As significant, the Respondent was not responsible for the rent increases;
suffice it to say, the Petitioners were in complete control of the collection of rent and to
make a determination of any rent increases. Imagine the loud cries from the halls of
justice if this Court were to impose late fees for alleged delinquent rent payments under
these facts where no rent increases were ever paid or collected from the inception of the
lease in 2004 to May 31, 2013 between family members. These facts and the above
history of this property demand that there be no imposition of the late fees and [*23]interest. It is the opinion of this Court that such imposition
would be unreasonable and contrary to good public policy.
Second, while the lease states that late payment shall be "subject to a late charge",
there was no evidence submitted at trial to demonstrate that the plaintiff ever imposed the
fee." Gordon v. Eshaaghoff, 60 AD3d 807, 876 N.Y.S.2d 433 (A.D., 2d Dept., 2009).

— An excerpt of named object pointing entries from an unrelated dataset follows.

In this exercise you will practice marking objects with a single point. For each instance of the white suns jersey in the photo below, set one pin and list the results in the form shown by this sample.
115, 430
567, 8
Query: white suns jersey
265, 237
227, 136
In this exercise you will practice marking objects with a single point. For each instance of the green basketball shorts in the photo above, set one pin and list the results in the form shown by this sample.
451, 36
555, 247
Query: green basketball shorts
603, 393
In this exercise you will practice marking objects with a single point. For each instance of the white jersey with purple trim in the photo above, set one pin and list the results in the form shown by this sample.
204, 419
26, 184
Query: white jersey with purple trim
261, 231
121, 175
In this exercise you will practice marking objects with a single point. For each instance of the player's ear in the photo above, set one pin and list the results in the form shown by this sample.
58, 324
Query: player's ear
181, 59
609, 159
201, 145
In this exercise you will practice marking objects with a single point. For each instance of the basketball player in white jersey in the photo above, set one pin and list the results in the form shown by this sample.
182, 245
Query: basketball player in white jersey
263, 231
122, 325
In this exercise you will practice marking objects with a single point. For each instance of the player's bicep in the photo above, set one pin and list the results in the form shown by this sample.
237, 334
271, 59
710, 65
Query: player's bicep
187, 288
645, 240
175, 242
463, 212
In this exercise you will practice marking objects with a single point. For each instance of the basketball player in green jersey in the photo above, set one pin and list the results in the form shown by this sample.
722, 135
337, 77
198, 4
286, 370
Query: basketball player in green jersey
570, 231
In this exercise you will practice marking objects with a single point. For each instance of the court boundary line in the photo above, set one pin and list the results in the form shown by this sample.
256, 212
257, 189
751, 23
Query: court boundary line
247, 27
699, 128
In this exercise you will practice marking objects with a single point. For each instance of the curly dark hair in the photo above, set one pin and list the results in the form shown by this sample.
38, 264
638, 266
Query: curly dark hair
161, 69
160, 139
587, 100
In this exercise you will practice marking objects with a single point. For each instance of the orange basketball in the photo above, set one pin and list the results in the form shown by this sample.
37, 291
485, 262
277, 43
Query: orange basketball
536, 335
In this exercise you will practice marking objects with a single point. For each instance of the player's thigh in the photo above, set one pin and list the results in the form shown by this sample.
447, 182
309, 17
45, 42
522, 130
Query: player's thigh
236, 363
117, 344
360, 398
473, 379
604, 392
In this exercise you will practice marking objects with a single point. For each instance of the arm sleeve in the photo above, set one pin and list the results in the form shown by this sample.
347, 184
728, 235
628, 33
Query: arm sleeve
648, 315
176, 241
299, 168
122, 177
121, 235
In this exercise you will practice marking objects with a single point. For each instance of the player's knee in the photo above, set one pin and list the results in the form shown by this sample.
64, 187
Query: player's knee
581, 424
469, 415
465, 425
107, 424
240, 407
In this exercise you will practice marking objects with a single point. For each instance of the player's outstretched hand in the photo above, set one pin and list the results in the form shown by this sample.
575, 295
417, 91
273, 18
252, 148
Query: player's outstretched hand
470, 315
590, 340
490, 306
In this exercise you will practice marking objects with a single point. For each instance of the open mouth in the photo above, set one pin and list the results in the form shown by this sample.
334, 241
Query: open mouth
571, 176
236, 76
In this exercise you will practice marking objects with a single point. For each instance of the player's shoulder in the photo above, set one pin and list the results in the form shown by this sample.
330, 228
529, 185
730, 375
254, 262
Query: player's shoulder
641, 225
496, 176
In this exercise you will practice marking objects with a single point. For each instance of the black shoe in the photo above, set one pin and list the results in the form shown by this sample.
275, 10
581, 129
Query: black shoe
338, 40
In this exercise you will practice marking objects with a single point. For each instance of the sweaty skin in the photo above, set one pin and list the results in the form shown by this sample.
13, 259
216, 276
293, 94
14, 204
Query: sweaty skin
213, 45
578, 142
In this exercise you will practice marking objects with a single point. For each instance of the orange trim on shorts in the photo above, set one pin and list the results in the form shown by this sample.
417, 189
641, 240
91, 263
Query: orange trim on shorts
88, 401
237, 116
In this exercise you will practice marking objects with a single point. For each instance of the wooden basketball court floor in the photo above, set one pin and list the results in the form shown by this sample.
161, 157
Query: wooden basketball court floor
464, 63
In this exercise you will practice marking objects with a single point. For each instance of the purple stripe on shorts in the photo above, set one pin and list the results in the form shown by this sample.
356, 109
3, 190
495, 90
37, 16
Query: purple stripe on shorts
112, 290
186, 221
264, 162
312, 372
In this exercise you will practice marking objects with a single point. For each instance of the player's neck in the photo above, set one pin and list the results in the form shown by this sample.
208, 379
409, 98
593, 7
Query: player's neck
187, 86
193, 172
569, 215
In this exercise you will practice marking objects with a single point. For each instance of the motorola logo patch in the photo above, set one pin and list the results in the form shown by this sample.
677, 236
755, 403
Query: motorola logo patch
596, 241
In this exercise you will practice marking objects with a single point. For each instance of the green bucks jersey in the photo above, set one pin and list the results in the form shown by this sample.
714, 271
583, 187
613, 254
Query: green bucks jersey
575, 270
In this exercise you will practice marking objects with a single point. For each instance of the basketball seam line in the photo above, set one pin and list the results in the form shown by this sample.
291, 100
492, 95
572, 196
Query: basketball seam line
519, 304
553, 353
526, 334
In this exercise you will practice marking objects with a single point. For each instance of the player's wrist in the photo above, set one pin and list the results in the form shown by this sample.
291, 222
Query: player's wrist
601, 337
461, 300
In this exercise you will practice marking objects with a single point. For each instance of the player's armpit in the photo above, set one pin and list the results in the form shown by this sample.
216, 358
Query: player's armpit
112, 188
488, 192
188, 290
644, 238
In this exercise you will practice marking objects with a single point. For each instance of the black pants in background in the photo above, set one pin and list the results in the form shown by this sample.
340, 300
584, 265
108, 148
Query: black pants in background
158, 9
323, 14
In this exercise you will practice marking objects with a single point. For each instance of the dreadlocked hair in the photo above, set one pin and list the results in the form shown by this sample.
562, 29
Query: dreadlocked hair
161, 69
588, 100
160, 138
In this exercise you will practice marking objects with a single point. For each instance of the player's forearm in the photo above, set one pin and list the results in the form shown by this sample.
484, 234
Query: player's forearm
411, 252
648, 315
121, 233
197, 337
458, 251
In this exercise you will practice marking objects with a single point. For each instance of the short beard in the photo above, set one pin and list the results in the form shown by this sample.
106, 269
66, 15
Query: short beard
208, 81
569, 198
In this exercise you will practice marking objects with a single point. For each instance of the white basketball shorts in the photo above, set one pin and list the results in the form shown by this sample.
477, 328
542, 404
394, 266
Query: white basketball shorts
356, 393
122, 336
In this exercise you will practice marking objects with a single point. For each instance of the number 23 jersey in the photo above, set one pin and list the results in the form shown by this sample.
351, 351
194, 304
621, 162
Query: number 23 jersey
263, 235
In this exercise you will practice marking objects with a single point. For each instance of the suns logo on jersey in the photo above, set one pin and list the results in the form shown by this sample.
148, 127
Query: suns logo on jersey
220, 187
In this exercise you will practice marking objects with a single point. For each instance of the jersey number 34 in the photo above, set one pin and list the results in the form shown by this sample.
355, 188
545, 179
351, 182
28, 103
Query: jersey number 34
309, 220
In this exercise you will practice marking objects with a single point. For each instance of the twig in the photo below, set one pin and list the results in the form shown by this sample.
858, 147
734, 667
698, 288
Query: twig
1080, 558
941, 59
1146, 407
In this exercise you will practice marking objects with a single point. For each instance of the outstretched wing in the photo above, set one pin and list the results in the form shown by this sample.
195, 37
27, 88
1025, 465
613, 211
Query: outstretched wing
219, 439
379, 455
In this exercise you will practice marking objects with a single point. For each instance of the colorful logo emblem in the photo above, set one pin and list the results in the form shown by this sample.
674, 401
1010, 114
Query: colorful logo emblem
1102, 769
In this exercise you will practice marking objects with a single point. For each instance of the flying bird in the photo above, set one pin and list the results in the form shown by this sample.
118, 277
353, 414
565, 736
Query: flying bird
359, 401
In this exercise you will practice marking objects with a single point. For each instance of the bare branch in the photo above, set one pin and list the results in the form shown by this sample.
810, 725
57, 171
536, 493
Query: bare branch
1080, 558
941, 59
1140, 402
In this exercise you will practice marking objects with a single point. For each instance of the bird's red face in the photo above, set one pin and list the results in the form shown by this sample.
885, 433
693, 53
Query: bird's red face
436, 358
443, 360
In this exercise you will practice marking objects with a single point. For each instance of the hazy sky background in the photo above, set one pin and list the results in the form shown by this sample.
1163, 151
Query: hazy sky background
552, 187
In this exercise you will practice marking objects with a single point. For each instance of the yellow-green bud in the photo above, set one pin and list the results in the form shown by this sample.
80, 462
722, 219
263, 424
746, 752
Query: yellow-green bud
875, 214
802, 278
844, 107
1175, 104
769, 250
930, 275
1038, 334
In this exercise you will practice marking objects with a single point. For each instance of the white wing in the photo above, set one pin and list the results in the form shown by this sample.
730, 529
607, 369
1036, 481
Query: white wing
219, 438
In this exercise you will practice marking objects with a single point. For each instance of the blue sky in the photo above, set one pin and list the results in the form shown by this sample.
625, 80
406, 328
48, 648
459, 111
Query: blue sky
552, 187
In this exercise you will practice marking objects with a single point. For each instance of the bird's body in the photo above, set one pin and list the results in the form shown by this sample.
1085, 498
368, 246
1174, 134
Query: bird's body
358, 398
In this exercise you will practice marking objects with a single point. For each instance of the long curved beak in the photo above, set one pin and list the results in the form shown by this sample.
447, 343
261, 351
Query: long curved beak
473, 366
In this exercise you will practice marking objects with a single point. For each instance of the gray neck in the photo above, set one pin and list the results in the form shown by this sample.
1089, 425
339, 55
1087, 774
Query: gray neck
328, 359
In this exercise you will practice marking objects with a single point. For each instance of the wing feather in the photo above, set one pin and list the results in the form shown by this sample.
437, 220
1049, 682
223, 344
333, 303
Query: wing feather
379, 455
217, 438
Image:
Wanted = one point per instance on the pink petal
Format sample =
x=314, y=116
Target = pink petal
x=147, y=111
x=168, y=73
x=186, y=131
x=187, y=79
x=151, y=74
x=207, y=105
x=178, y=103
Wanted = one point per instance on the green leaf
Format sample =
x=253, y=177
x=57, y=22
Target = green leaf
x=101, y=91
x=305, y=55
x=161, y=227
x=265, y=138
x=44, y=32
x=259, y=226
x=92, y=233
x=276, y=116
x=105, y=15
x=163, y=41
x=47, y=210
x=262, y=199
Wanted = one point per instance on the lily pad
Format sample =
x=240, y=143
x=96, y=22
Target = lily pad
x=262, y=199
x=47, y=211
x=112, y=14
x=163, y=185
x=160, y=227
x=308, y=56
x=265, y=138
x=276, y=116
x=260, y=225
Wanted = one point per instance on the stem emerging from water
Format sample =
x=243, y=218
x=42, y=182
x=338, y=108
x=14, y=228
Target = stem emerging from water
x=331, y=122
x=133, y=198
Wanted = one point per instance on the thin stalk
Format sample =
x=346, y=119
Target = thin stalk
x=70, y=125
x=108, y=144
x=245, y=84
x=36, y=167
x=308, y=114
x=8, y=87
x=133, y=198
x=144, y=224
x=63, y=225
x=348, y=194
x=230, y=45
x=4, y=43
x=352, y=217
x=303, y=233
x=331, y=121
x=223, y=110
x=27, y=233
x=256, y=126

This provision, in the opinion of this Court, is not absolutely mandatory; it gives the
Petitioners discretion to impose the fee. If the imposition of late payment was mandatory,
the Petitioner's would have imposed the late fee each month of delinquency prior to this
law suit. Here, the late fees and interest are being used to coerce Respondent's
performance rather than to compensate the Petitioner's for any breach of contract
(Pryamid Centres and Co., v. Kenny Shoe Corp., 244 AD2d 625, 663 N.Y.S.2d 711
(AD3d Dept., 1997). Since the Petitioner's did not impose any late fees prior to May 23,
2013, this Court shall not permit the Petitioner to impose those fees and find the late fees
and interest sought to be imposed here unenforceable as a matter of fact and law.
This Court seeks to be crystal clear that the late fee provision, standing
alone, is not unconscionable. Although the court reads the late fee provision as
unambiguous and finds that the provision, in and of itself, is not unconscionable, the
imposition of late fees and interest, under these facts, are inherently inequitable.
It is clear to the Court that this family feud was ignited by the Respondent's
exercise of the option in the disputed lease to purchase the adjoining property at 432
Keap Street, Brooklyn, NY, as was his testimony. As demonstrated above, the Parklot
Corp., owned by the three daughters of Fred Brenner, sought to sell the property and
when General Plumbing, operated by Fred Brenner's son, Irwin Brenner, their brother,
tried to purchase the property himself, in accordance with the lease agreement, this
conflict began. Now that the other property is sold, maybe this conflict will end. After all,
Irwin Brenner has the right to purchase 436 Keap Street, Brooklyn, NY as set forth in the
lease agreement if he so desires at probably an even greater sum than 432 Keap Street,
since it contains a commercial business in addition to the real property.
CONCLUSION
For all the reasons set forth above, the Petitioner is entitled to entry of a
judgment for money and for possession in the sum of $249,404.97, the warrant of
eviction shall issue forthwith and the execution stayed five days.
All claims for late fees and interest are denied with prejudice through and
including September 30, 2013.
A courtesy copy of this decision and order shall be mailed by the Court to
both parties.
The Petitioner shall, upon entry of the decision and order by the Clerk of the
Court, serve a copy of the decision and order and the final judgment on the Respondent
with notice of entry within 30 days thereof and file proof of service with the Clerk of the
Court.
This constitutes the Decision and Order of this court.